The David R. Cheriton School of Computer Science has...
- More than 100 professorial, emeritus and lecturer faculty members
- More than 60 administrative, instructional and technical staff
- More than 4,000 undergraduate students
- More than 400 graduate students
- Been ranked consistently as a top computer science school in Canada and among the best internationally
- Eight Fellows of the Royal Society of Canada, seven Fellows of the Association for Computing Machinery, seven Fellows of the Institute of Electrical and Electronics Engineers, three Tier 1 Canada Research Chairs, two NSERC Industrial Research Chairs, and 17 Ontario Early Researcher Award recipients
- Accepted Waterloo’s youngest graduate student, Erik Demaine, who was just 14 years old when he enrolled to pursue a PhD in computer science. Erik Demaine is now a professor of computer science at MIT.
- Research collaborations with institutions in China, France, Brazil, the United States, and many more nations
- Participated in the annual International Collegiate Programming Contest for more than 25 years — we are the only Canadian institution to ever win the International Collegiate Programming Competition, taking the prized title in 1994 and again in 1999!
Our research spans the field of computer science, from core work on systems and networks, computational theory and programming languages to human-computer interaction and quantum computing to AI and machine learning, to name just a few.
Leaders in computing since the 1960s
The first computer we acquired, an IBM 610, was purchased for student use in 1960.
In 1966, we bought an IBM 360/75 for $3 million more than the cost of the entire MC building. It was the largest and most powerful computer in Canada at the time and was housed in the famous Red Room.
By the 1980s, the University of Waterloo was producing roughly one-third of Canada's computer science graduates.
Some of Waterloo’s developments
Waterloo had a hand in creating both Maple Software and OpenText.
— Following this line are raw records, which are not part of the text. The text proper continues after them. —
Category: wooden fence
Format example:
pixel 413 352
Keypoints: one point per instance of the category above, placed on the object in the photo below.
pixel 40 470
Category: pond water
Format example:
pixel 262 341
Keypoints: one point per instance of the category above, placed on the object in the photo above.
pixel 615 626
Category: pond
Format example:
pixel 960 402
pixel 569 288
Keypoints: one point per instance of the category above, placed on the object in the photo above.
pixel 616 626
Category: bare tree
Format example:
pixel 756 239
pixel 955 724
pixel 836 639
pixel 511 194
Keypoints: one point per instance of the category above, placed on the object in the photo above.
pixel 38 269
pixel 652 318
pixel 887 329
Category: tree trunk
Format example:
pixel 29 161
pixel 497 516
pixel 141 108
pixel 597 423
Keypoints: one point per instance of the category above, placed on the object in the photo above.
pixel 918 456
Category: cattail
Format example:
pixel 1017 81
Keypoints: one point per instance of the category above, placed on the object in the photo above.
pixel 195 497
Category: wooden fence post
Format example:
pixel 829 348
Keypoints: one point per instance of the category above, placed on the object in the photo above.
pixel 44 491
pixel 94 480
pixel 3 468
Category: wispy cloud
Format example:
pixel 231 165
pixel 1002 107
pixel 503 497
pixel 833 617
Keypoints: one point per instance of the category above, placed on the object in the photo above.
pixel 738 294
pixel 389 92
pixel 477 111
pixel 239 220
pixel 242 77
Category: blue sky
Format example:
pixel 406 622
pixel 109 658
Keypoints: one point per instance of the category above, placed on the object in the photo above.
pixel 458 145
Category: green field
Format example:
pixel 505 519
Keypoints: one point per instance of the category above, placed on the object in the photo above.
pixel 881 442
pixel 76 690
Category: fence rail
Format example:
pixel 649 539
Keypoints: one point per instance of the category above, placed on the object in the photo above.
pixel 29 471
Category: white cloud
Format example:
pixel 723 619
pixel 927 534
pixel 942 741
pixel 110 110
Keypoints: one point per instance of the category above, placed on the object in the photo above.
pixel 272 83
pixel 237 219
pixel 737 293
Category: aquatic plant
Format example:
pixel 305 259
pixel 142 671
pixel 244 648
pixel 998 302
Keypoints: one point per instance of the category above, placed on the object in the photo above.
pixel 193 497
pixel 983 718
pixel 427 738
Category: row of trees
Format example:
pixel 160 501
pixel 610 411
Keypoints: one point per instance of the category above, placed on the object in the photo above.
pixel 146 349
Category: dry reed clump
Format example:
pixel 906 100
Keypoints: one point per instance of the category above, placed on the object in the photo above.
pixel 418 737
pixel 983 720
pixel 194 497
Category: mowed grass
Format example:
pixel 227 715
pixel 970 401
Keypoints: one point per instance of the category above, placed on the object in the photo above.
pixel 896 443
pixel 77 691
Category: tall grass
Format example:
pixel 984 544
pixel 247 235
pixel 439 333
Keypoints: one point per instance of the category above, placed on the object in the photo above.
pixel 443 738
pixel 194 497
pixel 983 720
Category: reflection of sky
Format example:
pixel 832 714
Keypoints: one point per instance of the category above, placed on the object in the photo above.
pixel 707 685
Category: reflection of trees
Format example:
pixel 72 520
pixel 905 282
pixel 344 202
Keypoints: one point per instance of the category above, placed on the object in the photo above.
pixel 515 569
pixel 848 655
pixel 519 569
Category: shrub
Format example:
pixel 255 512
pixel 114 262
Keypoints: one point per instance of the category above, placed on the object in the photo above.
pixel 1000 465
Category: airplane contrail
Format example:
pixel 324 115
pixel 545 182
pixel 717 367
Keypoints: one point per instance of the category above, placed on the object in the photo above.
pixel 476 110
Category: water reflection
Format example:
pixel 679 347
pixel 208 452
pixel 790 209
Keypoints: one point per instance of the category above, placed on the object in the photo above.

Maple Software spawned from a symbolic algebra system created here and OpenText was a spin-off of the project to computerize the Oxford English Dictionary.
Our alumni form the backbone of the local tech economy in Waterloo, and we are extremely proud of the entrepreneurs among them, including the founders of Wish.com and of Maluuba.
Some Academy Award winners are graduates of Waterloo’s Computer Graphics Lab.